But the real lesson here is not the syntax. The real lesson is to shift the work from the user to the macro. The additional programming complexity lets the user leave the second parameter blank most of the time.

Consider another example, where our unsophisticated users apply a macro to subset and analyze data. The generated SAS code might look like this:

proc means data=huge.database;

     var salary bonus;

     where zipcode="01801";

     title "Salaries for Zipcode 01801";

run;

The user merely has to specify:

%analyze (zipcode=01801)

But one day a user gets creative:

%analyze (zipcode=parents_zipcode)

Reasonably or not, the user wants to analyze salaries where children live in the same ZIP code as their parents. Of course, that macro won't work. The generated code looks like this:

proc means data=huge.database;

     var salary bonus;

     where zipcode="parents_zipcode";

     title "Salaries for Zipcode parents_zipcode";

run;

The WHERE clause selects zero observations. But why shouldn't the macro work? If the macro could determine that the user has passed a variable name instead of a variable value, the generated code would have to change just a bit:

proc means data=huge.database;

     var salary bonus;

     where zipcode=parents_zipcode;

     title "Salaries for Zipcode equal to parents_zipcode";

run;

To make this happen, the program has to determine that, in this case, the user entered a variable name. The software provides many tools to check for that. The COMPRESS function can remove all digits by specifying “d” as the third parameter:

%if %length(%sysfunc(compress(&zipcode,,d))=0 %then %do;

Or the ANYALPHA function can determine whether a value contains any letters:

%if %sysfunc(anyalpha(&zipcode)) %then %do;

Without delving into the details of the final macro structure, the lesson resonates clearly. When possible, shift the work from the user to the macro. And remember, most unreasonable requests on the part of users reflect an analytical need.

12.3 Checking Parameters

How much checking should a macro perform on values the user has entered? Some macros double their length by checking before executing. Even in simple cases, apply some judgment. If the user is supposed to enter Y or N for a parameter, which of these alternatives are acceptable?

get_reports=Y

get_reports=YES

get_reports=y

get_reports=yes

get_reports=YeS

get_reports=Yoyo

There are no clear cut right and wrong answers to this question. It is reasonable to accept any form of Y or YES and any form of N or NO. It is equally reasonable to accept Y or N, but nothing else. It is up to the programmer to draw the line, to determine how easy the user’s life should be. Whatever your decision, it will affect the complexity of your macro.

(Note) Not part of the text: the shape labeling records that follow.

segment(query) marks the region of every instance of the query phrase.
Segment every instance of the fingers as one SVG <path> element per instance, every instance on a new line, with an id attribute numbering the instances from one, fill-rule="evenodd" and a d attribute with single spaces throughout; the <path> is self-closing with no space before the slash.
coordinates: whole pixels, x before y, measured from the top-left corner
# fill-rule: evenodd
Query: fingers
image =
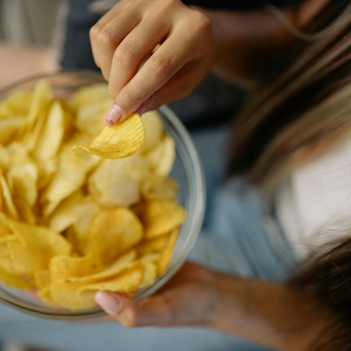
<path id="1" fill-rule="evenodd" d="M 180 40 L 183 34 L 182 30 L 171 35 L 121 91 L 114 91 L 118 93 L 114 105 L 122 111 L 114 122 L 125 120 L 201 51 L 199 46 L 202 46 L 202 43 L 197 43 L 195 37 Z"/>
<path id="2" fill-rule="evenodd" d="M 116 97 L 131 81 L 145 58 L 168 35 L 170 29 L 169 25 L 161 21 L 152 26 L 148 21 L 142 21 L 124 38 L 110 60 L 109 91 L 111 96 Z"/>
<path id="3" fill-rule="evenodd" d="M 124 295 L 98 291 L 95 300 L 114 319 L 125 326 L 168 325 L 173 320 L 167 301 L 161 296 L 138 303 Z"/>
<path id="4" fill-rule="evenodd" d="M 89 35 L 94 60 L 107 81 L 116 48 L 140 20 L 138 13 L 122 12 L 107 23 L 99 21 L 91 27 Z"/>
<path id="5" fill-rule="evenodd" d="M 141 115 L 147 111 L 157 110 L 162 105 L 185 98 L 205 77 L 208 70 L 207 66 L 201 68 L 201 72 L 197 69 L 196 62 L 188 62 L 167 83 L 144 101 L 136 112 Z"/>

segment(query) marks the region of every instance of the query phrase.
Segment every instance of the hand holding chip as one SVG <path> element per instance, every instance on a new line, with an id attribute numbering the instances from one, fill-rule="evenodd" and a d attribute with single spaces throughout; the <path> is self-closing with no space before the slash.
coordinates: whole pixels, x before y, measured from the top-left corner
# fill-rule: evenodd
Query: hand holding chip
<path id="1" fill-rule="evenodd" d="M 126 326 L 210 326 L 218 296 L 214 276 L 202 266 L 185 263 L 162 289 L 140 301 L 105 291 L 95 299 Z"/>
<path id="2" fill-rule="evenodd" d="M 91 28 L 90 37 L 114 99 L 105 119 L 110 126 L 135 111 L 141 114 L 186 96 L 213 60 L 210 20 L 180 1 L 124 0 Z"/>

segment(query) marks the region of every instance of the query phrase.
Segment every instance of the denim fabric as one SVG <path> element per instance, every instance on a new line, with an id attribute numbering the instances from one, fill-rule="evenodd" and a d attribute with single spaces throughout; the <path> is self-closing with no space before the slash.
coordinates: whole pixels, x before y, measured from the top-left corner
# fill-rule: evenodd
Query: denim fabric
<path id="1" fill-rule="evenodd" d="M 270 210 L 253 187 L 235 178 L 217 192 L 203 236 L 227 256 L 227 272 L 274 281 L 289 278 L 296 256 Z"/>
<path id="2" fill-rule="evenodd" d="M 206 230 L 200 234 L 190 259 L 221 271 L 284 279 L 293 258 L 288 259 L 289 255 L 283 254 L 284 260 L 279 259 L 281 253 L 289 252 L 289 246 L 284 244 L 284 235 L 279 230 L 277 238 L 280 241 L 270 239 L 272 231 L 267 229 L 267 207 L 264 199 L 254 189 L 241 191 L 240 180 L 219 187 L 228 135 L 225 126 L 192 135 L 204 160 L 208 211 Z M 274 218 L 270 219 L 274 223 Z M 0 342 L 8 339 L 62 351 L 267 350 L 253 343 L 204 329 L 128 329 L 117 323 L 69 325 L 28 316 L 0 304 Z"/>

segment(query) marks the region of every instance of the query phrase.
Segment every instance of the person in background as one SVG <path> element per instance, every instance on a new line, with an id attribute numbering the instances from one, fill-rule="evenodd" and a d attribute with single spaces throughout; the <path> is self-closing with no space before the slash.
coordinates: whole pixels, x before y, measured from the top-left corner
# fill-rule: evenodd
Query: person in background
<path id="1" fill-rule="evenodd" d="M 350 350 L 351 4 L 310 0 L 279 12 L 296 25 L 285 32 L 262 13 L 240 15 L 244 42 L 237 13 L 180 1 L 124 0 L 91 30 L 114 99 L 107 125 L 183 97 L 212 67 L 259 87 L 234 121 L 208 238 L 232 274 L 188 263 L 141 301 L 102 291 L 95 300 L 127 326 L 206 326 L 277 350 Z M 284 65 L 267 74 L 258 53 L 280 53 Z"/>

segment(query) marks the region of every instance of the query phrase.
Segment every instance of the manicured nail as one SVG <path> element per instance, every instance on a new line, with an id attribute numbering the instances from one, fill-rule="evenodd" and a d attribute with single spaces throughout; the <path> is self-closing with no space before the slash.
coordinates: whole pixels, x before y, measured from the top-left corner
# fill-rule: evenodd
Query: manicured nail
<path id="1" fill-rule="evenodd" d="M 140 107 L 135 111 L 135 112 L 141 116 L 145 112 L 146 112 L 146 106 L 144 104 L 141 104 Z"/>
<path id="2" fill-rule="evenodd" d="M 95 303 L 108 312 L 117 312 L 121 306 L 121 301 L 115 296 L 105 291 L 98 291 L 94 296 Z"/>
<path id="3" fill-rule="evenodd" d="M 105 117 L 105 123 L 107 126 L 112 126 L 115 123 L 118 122 L 119 119 L 121 119 L 122 114 L 122 109 L 119 106 L 114 105 L 111 107 L 111 108 L 106 114 L 106 117 Z"/>

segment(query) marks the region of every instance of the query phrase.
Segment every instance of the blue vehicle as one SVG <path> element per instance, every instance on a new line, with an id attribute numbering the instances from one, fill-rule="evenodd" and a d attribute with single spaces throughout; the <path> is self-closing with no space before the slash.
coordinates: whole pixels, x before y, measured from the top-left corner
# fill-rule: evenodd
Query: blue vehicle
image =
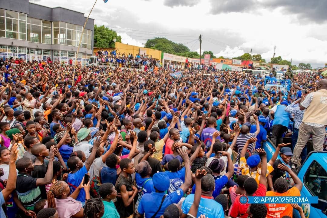
<path id="1" fill-rule="evenodd" d="M 264 144 L 267 159 L 270 159 L 276 147 L 269 140 Z M 278 155 L 278 159 L 281 158 Z M 327 152 L 310 152 L 302 166 L 293 170 L 303 183 L 301 196 L 317 196 L 318 204 L 302 204 L 300 206 L 306 218 L 327 217 Z M 293 217 L 301 218 L 296 210 Z"/>

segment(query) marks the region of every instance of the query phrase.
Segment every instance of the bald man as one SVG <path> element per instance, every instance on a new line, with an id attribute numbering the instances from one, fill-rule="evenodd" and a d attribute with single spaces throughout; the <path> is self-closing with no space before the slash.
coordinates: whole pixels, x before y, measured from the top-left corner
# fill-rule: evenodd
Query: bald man
<path id="1" fill-rule="evenodd" d="M 318 82 L 317 92 L 308 94 L 300 104 L 301 110 L 305 109 L 302 123 L 299 129 L 299 137 L 294 149 L 292 163 L 296 167 L 299 157 L 310 135 L 315 151 L 321 151 L 325 141 L 327 126 L 327 79 Z"/>

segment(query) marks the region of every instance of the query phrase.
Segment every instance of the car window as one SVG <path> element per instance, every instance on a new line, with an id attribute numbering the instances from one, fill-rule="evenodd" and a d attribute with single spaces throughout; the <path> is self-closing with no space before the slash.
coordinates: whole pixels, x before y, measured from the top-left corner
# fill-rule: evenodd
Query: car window
<path id="1" fill-rule="evenodd" d="M 327 199 L 327 173 L 317 161 L 314 160 L 306 173 L 304 183 L 313 196 Z"/>

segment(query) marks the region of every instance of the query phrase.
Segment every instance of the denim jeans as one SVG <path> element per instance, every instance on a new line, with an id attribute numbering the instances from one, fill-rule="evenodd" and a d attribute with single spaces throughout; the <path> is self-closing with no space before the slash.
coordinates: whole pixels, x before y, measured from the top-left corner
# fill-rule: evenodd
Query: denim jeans
<path id="1" fill-rule="evenodd" d="M 294 150 L 294 148 L 295 147 L 295 145 L 296 144 L 296 142 L 298 141 L 298 136 L 299 129 L 293 128 L 293 134 L 292 135 L 292 144 L 293 147 L 292 150 L 293 151 Z M 302 152 L 301 152 L 301 155 L 300 156 L 301 157 L 301 164 L 303 163 L 303 162 L 304 161 L 304 160 L 305 159 L 305 158 L 306 158 L 307 154 L 307 153 L 306 145 L 305 145 L 304 147 L 303 148 L 303 150 L 302 150 Z"/>

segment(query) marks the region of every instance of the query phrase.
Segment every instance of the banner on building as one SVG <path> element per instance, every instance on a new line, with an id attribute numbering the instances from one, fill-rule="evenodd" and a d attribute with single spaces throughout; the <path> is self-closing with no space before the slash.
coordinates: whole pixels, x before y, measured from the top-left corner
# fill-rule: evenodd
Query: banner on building
<path id="1" fill-rule="evenodd" d="M 204 64 L 206 65 L 210 64 L 210 55 L 204 55 Z"/>
<path id="2" fill-rule="evenodd" d="M 242 60 L 238 60 L 237 59 L 233 59 L 233 64 L 241 64 L 242 63 Z"/>

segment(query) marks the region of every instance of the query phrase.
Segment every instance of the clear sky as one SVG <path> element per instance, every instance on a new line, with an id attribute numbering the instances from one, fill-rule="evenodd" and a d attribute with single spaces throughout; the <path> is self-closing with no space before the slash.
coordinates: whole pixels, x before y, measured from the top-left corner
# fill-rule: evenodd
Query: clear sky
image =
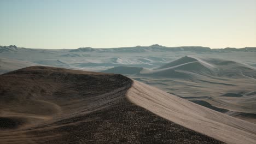
<path id="1" fill-rule="evenodd" d="M 256 46 L 256 0 L 0 0 L 0 45 Z"/>

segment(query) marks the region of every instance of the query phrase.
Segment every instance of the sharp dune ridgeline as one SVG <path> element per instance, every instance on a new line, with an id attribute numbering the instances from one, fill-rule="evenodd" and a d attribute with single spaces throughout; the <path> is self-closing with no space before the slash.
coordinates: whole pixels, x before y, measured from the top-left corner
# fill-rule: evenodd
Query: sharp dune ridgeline
<path id="1" fill-rule="evenodd" d="M 256 123 L 256 68 L 218 58 L 187 56 L 155 68 L 118 67 L 120 74 L 171 94 Z"/>
<path id="2" fill-rule="evenodd" d="M 119 74 L 0 75 L 0 143 L 254 143 L 256 125 Z"/>

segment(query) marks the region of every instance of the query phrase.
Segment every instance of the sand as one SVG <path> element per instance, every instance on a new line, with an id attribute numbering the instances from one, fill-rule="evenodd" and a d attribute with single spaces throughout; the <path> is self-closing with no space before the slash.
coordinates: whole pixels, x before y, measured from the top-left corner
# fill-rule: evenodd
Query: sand
<path id="1" fill-rule="evenodd" d="M 133 88 L 142 91 L 133 95 L 139 102 L 139 93 L 152 87 L 133 83 L 121 75 L 46 67 L 1 75 L 0 143 L 223 143 L 133 104 Z"/>

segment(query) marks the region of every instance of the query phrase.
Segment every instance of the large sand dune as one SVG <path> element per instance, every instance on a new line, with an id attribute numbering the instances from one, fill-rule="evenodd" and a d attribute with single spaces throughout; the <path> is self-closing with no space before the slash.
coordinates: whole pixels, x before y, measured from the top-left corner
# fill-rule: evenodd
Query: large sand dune
<path id="1" fill-rule="evenodd" d="M 0 75 L 0 143 L 254 143 L 256 125 L 120 75 Z"/>
<path id="2" fill-rule="evenodd" d="M 226 59 L 188 56 L 154 69 L 119 67 L 121 74 L 213 110 L 256 123 L 256 68 Z"/>
<path id="3" fill-rule="evenodd" d="M 131 103 L 132 83 L 45 67 L 2 75 L 0 143 L 222 143 Z"/>

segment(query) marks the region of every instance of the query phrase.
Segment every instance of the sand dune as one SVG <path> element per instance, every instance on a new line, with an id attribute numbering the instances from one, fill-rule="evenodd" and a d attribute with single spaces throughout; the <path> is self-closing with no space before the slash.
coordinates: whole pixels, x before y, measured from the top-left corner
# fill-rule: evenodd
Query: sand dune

How much checking makes sense? Has the user entered a value for all required parameters? Are user-entered values legal? Do combinations of user-entered parameters make sense? Consider specific user-entered values:

•    Does a folder exist?

•    Does a file exist?

•    Does a SAS data set exist?

•    Does a list of variables exist within a SAS data set?

Functions can answer all these questions. For example, the FEXIST and FILEEXIST functions check for the existence of a file or a folder. FILEEXIST expects the full path, while FEXIST expects the filename:

filename fname "path to some file or folder";

%let results = %sysfunc(fexist(fname));

These statements assign &RESULTS a value of 1 when the file exists and 0 when it does not. Notice that the program can detect an error condition without necessarily assigning the result to a macro variable. The following %DO group executes when the file or folder does not exist:

%if not %sysfunc(fexist(fname)) %then %do;

Checking for the existence of a SAS data set is just as easy. Again, the %DO group executes when the SAS data set does not exist:

%if not %sysfunc(exist(mylib.my_dataset)) %then %do;

Additional parameters extend the capability of the EXIST function. It can detect more complex conditions, such as whether or not a catalog exists. However, those features are not needed to check parameters that a user would typically enter.

Checking for the existence of a variable is a little bit trickier. The three-step process involves:

1.      Open the data set that should contain the variable.

2.      Attempt to locate the variable within the data set.

3.      Close the data set.

Each statement below accomplishes one of these three steps:

%let dataset_id  = %sysfunc(open(mylib.my_dataset),i);

%let var_found  = %sysfunc(varnum(&dataset_id,variable_name));

%let dataset_id  = %sysfunc(close(&dataset_id));

Here are some key points:

•    The first statement opens the incoming data set and assigns an integer value to &DATASET_ID. The value of the integer is actually a sequential count of the data sets that have been opened so far. However, the value is not important. What is important is that the assigned number can now be used by later functions to identify the data set.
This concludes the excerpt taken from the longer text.